I'd like to generate a map with a few big mountains to vary up the landscape and add some challenge.
So far, even using Alpinist, all I get are high plateaus at about 2000m / 6000ft and most of the map ends up at that altitude.

What I'm looking for is peaks that jut out from the land more suddenly and don't take a ton of space. Things that can go up to 7000m / 20,000ft I also wouldn't expect them to be exploitable during the game.

Is there a way to get that with random generation or will I have to use the scenario editor?

Best Answer

Settings for a mountainous region with altitudes in the 60 units or so

By fiddling with landscape generation in the scenario editor, I realized two important things:

The game only has 45° slopes and no concept of drops/cliffs

What this means is that if you want a peak at Z coordinate 80, and your base land level is at Z coordinate 1, the game will to go from 80 to 1 tile by tile, one vertical unit at a time. This means peaks take a lot of space on a map.

Consequently...

Higher peaks need larger maps

On smaller maps, the game seems to "hold back" on altitude, possibly because of the above requirement. 512x512 maps are never going to get big heights. 1024x1024 start getting altitudes in the 60 units. I tried a 4096x4096 map and finally got things in the 80 units.

I did not manage to reach anything near the maximum of 255 units.

Other important settings

Terrain Type

Alpinist, not surprisingly, seems required for this to work.

Maximum Map Height

This seems to be a cut-off point rather than indicating a range. Setting it to 255 (max) does not seem to suddenly create higher mountains. It does change the altitude colors in the game though, so it seems best to keep it close to the maximum height generated based on the other settings.

If the settings give a maximum height of about 60 units, setting this to 65 means the highest altitude will show as white on the map.

Roughness

Rough to Very Rough seems needed to get sharp mountains. Still, the game will often create plateaus, sometimes large ones, on top of mountains.

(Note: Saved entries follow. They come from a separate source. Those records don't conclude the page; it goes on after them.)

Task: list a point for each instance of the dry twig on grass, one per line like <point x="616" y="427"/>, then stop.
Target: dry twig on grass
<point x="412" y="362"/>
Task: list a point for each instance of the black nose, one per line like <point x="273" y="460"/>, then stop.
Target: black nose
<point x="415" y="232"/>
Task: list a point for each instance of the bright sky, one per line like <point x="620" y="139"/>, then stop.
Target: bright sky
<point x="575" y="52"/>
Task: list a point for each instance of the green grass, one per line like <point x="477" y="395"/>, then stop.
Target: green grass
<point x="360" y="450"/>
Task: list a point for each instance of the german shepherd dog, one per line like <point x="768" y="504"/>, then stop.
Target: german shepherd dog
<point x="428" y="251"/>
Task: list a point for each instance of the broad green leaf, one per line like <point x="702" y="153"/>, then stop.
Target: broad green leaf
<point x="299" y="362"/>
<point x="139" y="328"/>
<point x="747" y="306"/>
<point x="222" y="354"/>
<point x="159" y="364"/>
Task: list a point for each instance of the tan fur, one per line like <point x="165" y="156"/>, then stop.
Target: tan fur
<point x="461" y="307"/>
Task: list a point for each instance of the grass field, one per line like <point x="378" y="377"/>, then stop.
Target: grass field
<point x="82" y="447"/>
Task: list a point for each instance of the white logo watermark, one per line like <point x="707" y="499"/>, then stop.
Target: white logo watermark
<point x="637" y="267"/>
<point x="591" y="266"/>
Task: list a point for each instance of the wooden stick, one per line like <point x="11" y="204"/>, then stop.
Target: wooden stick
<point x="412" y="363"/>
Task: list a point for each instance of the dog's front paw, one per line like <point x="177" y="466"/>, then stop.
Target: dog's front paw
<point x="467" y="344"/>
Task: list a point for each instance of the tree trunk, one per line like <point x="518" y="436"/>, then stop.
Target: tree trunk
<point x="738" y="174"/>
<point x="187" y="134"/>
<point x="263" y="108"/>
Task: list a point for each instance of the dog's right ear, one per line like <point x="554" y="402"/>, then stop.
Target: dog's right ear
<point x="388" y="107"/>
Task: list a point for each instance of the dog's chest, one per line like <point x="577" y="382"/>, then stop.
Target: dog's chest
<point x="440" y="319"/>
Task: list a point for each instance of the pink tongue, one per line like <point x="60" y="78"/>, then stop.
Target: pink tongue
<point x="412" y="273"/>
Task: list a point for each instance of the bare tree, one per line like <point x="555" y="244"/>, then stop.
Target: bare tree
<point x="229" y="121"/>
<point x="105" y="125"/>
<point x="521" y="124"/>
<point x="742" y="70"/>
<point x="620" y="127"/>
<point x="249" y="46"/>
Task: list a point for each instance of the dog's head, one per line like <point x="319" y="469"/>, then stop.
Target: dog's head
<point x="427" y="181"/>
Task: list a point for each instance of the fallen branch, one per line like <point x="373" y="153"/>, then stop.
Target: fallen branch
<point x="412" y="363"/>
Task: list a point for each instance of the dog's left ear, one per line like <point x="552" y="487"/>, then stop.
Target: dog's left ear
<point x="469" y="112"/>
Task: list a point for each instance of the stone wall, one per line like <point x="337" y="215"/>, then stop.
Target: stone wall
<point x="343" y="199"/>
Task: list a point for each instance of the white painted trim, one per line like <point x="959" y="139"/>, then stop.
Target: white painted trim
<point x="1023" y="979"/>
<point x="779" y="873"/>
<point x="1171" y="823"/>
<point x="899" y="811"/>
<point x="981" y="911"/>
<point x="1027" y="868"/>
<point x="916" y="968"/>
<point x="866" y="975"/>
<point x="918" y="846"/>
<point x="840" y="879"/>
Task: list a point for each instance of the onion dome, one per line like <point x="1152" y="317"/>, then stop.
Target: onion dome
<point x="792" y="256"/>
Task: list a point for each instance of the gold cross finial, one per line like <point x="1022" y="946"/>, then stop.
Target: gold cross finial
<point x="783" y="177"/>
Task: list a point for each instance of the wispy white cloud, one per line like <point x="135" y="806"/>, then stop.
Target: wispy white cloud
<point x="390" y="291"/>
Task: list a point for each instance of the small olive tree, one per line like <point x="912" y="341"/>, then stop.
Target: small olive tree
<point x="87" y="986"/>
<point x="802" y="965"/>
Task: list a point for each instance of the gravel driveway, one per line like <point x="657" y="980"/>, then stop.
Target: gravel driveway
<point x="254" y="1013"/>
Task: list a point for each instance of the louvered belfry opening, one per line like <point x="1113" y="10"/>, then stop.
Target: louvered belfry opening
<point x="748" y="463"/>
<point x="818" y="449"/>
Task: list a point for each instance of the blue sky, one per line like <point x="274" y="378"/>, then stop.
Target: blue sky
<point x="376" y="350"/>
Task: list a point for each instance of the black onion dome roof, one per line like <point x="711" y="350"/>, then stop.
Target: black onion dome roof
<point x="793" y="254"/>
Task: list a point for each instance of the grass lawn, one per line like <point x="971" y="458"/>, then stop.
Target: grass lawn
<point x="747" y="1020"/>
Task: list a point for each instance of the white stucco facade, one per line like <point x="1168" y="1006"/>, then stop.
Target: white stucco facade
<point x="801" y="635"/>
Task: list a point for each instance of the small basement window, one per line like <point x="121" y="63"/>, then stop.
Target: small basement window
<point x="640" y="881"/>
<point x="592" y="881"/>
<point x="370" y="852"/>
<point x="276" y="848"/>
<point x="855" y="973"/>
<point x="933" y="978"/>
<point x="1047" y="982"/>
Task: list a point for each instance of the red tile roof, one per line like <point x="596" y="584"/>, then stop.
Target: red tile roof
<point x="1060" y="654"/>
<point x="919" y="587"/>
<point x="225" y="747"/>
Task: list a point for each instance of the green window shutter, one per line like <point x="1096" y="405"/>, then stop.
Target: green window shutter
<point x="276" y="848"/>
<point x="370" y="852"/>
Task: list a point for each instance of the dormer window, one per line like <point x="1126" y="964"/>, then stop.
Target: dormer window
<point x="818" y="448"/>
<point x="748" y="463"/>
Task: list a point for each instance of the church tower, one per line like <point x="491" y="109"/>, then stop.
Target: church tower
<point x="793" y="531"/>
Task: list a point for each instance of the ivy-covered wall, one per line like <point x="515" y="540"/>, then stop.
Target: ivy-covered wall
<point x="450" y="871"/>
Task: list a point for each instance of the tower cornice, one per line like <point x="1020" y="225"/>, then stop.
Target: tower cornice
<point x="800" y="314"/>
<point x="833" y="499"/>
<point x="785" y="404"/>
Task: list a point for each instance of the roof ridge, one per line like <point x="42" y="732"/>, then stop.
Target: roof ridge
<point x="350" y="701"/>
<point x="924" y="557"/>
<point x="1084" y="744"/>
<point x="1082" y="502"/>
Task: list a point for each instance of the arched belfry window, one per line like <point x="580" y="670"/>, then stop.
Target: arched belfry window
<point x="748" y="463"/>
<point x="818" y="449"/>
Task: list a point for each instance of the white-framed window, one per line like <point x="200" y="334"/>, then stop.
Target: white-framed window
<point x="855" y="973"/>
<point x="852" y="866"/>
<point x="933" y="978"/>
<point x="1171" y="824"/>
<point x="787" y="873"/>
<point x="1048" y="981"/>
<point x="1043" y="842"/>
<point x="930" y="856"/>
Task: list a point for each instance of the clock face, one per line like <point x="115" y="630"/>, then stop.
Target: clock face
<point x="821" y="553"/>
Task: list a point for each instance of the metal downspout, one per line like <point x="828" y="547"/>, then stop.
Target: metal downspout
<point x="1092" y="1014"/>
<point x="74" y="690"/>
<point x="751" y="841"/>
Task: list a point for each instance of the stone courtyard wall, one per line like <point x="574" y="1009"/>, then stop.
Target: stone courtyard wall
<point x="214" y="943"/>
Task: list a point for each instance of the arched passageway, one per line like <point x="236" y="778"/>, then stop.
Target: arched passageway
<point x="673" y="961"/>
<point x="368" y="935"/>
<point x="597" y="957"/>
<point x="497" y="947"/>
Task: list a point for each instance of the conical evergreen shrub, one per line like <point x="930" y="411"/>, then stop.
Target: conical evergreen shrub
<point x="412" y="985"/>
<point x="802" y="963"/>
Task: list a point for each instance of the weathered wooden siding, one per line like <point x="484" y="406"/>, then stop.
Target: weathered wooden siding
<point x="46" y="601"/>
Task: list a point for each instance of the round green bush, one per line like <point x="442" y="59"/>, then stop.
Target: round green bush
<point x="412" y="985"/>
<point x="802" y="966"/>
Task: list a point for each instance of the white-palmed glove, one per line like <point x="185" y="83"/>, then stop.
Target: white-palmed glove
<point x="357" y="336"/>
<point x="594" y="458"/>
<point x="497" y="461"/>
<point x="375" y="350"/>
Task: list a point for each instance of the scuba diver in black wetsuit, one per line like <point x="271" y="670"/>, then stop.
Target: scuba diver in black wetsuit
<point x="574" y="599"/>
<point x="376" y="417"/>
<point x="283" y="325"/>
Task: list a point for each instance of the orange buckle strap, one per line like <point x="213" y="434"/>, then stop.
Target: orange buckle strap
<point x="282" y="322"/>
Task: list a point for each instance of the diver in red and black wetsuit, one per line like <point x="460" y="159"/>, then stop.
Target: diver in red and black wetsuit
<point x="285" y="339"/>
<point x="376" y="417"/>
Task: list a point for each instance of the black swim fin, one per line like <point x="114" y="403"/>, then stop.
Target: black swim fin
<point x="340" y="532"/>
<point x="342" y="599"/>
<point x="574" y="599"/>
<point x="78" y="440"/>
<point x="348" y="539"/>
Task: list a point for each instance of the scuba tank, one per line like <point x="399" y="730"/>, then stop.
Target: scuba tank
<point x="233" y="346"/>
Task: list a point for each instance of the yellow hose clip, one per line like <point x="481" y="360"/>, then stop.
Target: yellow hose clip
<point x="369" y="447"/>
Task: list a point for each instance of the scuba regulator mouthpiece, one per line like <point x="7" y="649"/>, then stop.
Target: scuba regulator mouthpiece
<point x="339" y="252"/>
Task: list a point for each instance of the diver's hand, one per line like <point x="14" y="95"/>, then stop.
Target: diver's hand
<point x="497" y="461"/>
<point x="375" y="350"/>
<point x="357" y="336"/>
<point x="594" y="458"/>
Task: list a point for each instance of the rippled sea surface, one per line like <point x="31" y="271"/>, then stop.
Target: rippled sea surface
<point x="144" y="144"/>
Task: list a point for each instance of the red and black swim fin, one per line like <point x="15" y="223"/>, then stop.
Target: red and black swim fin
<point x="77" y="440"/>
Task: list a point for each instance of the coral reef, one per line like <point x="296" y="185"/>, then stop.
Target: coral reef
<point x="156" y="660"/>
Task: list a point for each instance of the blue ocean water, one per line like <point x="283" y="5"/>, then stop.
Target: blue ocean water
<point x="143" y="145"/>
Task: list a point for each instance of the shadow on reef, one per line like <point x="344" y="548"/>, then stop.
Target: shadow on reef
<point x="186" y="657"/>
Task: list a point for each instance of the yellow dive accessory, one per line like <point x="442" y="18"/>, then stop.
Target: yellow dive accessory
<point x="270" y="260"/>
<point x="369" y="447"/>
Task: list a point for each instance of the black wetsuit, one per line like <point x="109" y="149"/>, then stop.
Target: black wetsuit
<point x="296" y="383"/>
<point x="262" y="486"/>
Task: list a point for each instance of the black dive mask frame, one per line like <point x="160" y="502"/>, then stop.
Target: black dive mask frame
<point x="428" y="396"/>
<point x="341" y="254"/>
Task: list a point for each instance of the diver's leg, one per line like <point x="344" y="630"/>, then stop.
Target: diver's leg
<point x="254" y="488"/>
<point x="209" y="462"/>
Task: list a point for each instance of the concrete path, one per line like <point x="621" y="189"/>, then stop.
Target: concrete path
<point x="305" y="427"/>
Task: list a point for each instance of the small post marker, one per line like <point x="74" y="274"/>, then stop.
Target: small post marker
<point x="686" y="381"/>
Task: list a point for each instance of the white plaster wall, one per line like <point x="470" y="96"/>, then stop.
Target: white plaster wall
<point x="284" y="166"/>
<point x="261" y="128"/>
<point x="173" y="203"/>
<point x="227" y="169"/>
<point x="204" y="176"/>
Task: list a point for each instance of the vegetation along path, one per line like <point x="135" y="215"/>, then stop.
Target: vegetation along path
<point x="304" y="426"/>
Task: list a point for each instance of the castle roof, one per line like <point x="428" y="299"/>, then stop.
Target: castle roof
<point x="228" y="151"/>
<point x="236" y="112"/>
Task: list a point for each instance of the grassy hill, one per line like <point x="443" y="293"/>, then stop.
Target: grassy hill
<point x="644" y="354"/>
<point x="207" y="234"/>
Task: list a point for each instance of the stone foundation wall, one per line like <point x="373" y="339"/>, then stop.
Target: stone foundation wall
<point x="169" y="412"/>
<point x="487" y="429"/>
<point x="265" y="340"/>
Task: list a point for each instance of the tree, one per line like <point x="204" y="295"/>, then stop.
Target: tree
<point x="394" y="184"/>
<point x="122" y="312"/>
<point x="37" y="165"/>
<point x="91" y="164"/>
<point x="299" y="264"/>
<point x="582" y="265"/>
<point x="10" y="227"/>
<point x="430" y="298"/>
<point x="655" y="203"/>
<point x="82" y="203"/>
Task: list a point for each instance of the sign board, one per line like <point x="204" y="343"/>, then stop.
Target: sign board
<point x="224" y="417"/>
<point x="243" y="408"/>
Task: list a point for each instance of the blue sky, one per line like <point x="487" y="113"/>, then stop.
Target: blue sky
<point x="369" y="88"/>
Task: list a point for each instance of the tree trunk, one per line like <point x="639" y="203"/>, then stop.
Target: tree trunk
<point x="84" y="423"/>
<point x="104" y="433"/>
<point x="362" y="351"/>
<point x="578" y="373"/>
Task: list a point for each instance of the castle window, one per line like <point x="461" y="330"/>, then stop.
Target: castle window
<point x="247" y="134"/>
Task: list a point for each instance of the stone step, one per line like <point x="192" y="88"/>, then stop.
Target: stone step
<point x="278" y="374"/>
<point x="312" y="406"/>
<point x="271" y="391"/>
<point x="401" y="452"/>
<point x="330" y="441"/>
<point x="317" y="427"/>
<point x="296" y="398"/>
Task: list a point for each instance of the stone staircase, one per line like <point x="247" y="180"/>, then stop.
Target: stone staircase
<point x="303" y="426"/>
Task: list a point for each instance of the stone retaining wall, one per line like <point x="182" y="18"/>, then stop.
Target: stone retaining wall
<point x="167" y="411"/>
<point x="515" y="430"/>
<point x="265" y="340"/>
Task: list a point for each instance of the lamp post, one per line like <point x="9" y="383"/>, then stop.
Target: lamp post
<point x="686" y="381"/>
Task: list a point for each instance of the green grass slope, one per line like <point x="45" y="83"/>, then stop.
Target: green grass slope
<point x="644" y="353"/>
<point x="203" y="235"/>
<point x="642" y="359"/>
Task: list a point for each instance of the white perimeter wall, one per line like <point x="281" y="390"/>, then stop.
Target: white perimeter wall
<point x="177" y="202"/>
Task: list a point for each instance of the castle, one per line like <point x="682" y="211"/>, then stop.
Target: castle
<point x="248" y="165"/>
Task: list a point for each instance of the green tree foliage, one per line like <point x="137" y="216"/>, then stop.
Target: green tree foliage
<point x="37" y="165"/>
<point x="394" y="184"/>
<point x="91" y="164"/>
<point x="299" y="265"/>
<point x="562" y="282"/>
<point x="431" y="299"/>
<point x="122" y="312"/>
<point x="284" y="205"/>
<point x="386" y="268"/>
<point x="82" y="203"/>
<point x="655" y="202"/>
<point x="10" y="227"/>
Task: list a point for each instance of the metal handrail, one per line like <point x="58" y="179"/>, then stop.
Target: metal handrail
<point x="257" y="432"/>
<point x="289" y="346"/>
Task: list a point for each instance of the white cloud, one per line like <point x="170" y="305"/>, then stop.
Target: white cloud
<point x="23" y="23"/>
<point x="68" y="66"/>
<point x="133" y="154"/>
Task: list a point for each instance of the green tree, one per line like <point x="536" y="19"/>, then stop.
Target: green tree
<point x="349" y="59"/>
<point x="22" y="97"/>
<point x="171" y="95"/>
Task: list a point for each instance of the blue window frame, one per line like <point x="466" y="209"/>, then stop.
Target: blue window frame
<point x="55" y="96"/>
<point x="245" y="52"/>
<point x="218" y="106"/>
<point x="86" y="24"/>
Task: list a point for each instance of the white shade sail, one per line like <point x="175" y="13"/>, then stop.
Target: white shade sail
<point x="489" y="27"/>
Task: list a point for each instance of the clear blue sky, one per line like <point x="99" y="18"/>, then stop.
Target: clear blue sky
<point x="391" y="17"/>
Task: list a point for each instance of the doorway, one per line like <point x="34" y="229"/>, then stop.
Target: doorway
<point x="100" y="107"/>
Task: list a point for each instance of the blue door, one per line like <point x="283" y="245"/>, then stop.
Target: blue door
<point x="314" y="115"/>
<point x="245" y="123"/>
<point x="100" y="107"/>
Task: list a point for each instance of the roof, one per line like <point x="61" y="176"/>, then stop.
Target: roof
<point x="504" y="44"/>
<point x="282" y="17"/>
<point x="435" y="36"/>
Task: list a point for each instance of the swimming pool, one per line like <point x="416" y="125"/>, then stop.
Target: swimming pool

Keeping the Smooth setting will create spread-out hills of low altitude. Not what we're looking for here.

Variety Distribution

Medium or High seems to give good results. Lower settings seem to either create a mostly flat land, or map cut in two halves, one big mountain and a valley.

The Very High setting seems to cut down the size of mountains too much.

Sea Level

I didn't fiddle with this much but I assume a Very Low setting is better if you still want valleys not covered in snow (though fiddling with the Snow Line level might also do the trick).